39. Sections 56, 57 and 58 of the Land Registration Act, 2016 (2012) provide for power to lease land, periodic leases and short term leases respectively.   In Kimani =vs= Gikanga  (1965) EA 735, Duffus  JA (as he then was) equated an occupier  of land (“Muhoi” in Kikuyu) with a tenant  at Will.

40. Evidently, the appellant did accept  a consent to the tenancy relationship  with the respondent (the Landlord) without protest; see the definition of “acquiesce)”in the Concise English Dictionary(supra) at page 11.

41. Moreover, the principles of Equity (in particular, that equity treats that ought to be done, as done,) under Article 10(2)(b)of the Constitution (supra), come into play.  This follows the undisputed conduct of the respondent as the Landlord and the appellant  as the Tenant over the suit premises.  Thus, the respondent has the locus standi to terminate the appellant’s tenancy over the suit premises.

42. As regards grounds five and six, the learned Chairman of the tribunal noted the written submissions on record and considered the same in details as revealed at pages 1 and 4 of the judgment.  The same informed the said judgment which I find to be within the weight of evidence on record.  Grounds 5 and 6 fail in the circumstances.

43. To that end, it is the finding of this court that the respondent’s notice  to terminate the appellant’s tenancy dated 21st June 2018 is sound at law.   The  appellants’ reference dated 23rd July 2018 declining the notice  sits on sinking sand.  The judgment of the learned Chairman of the tribunal rendered  on 12th April, 2019 is faultless.   The instant appeal lacks merit.

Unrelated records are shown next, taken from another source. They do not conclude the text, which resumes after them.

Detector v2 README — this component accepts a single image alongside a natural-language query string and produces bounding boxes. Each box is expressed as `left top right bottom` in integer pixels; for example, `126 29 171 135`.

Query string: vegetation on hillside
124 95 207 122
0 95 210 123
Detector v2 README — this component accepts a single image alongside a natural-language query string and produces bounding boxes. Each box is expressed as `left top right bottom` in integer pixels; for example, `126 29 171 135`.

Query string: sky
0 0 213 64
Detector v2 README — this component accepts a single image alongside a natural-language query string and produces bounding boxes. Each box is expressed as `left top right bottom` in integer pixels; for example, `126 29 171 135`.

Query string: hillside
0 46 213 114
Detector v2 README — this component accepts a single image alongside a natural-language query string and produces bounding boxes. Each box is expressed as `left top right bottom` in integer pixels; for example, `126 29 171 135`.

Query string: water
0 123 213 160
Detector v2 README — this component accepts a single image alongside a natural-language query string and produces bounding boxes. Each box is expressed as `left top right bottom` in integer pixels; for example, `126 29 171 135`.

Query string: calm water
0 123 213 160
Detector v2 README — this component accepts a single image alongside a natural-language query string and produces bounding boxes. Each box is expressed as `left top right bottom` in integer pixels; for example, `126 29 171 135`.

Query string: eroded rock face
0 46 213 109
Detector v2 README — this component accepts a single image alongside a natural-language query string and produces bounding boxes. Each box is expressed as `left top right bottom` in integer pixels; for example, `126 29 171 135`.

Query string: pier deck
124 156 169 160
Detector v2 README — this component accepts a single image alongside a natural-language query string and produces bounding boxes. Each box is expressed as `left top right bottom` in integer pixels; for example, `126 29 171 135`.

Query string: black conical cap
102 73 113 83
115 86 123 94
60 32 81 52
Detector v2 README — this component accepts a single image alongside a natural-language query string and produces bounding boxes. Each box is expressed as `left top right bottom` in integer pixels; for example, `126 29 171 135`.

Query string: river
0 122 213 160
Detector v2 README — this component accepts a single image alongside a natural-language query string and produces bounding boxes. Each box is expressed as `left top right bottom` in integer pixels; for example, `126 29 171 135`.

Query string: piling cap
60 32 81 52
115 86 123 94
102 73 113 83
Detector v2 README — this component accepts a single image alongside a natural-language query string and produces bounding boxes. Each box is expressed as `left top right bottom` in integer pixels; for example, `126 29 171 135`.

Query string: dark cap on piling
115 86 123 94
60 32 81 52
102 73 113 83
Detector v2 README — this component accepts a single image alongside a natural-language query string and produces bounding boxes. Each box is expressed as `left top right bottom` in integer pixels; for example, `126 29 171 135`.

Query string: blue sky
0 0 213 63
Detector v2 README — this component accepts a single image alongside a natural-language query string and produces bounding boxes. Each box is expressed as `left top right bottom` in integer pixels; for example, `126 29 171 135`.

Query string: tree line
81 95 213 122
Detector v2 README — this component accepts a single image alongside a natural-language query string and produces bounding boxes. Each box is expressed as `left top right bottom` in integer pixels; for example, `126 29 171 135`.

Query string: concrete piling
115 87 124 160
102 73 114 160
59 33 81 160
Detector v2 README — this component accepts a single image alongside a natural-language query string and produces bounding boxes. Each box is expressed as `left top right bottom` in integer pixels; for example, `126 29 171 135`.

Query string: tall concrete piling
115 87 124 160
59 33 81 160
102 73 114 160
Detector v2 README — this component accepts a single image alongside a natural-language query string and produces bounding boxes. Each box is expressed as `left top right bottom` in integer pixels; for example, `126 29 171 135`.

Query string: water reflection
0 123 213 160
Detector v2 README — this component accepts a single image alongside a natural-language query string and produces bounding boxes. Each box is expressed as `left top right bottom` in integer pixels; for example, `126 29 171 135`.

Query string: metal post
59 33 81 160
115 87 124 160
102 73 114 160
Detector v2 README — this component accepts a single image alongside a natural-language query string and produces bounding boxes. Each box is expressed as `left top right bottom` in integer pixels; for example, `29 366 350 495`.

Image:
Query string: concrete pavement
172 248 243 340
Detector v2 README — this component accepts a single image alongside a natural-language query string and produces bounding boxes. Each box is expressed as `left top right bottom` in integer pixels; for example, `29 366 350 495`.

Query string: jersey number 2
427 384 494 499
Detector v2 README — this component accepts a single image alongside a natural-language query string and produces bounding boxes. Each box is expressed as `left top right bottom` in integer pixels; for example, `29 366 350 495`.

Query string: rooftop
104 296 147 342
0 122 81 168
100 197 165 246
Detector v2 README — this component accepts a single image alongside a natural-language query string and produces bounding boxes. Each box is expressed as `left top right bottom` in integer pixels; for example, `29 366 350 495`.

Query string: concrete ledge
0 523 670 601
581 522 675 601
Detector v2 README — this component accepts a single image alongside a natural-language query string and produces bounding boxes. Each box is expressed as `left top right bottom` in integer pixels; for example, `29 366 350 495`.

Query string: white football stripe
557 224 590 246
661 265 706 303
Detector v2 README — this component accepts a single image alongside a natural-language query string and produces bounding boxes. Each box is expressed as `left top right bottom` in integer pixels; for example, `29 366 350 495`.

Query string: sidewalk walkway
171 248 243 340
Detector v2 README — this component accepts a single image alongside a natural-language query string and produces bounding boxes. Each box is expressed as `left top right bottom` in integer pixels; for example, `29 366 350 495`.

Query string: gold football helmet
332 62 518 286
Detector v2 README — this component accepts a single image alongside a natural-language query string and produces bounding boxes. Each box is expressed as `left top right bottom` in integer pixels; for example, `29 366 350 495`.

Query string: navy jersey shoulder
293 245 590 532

44. A fortiori, the present appeal generated by way of a memorandum of appeal dated 8th May 2019 is hereby dismissed with costs to the respondent.

It is so ordered.

DATED, SIGNED DELIVERED in open Court at Migori this 24th day of February 2021.

G.M.A. ONGONDO

JUDGE

In the  presence of;-

Mr. B. S. Mulisa holding brief for Mr. B. Odeny learned Counsel for the Appellant.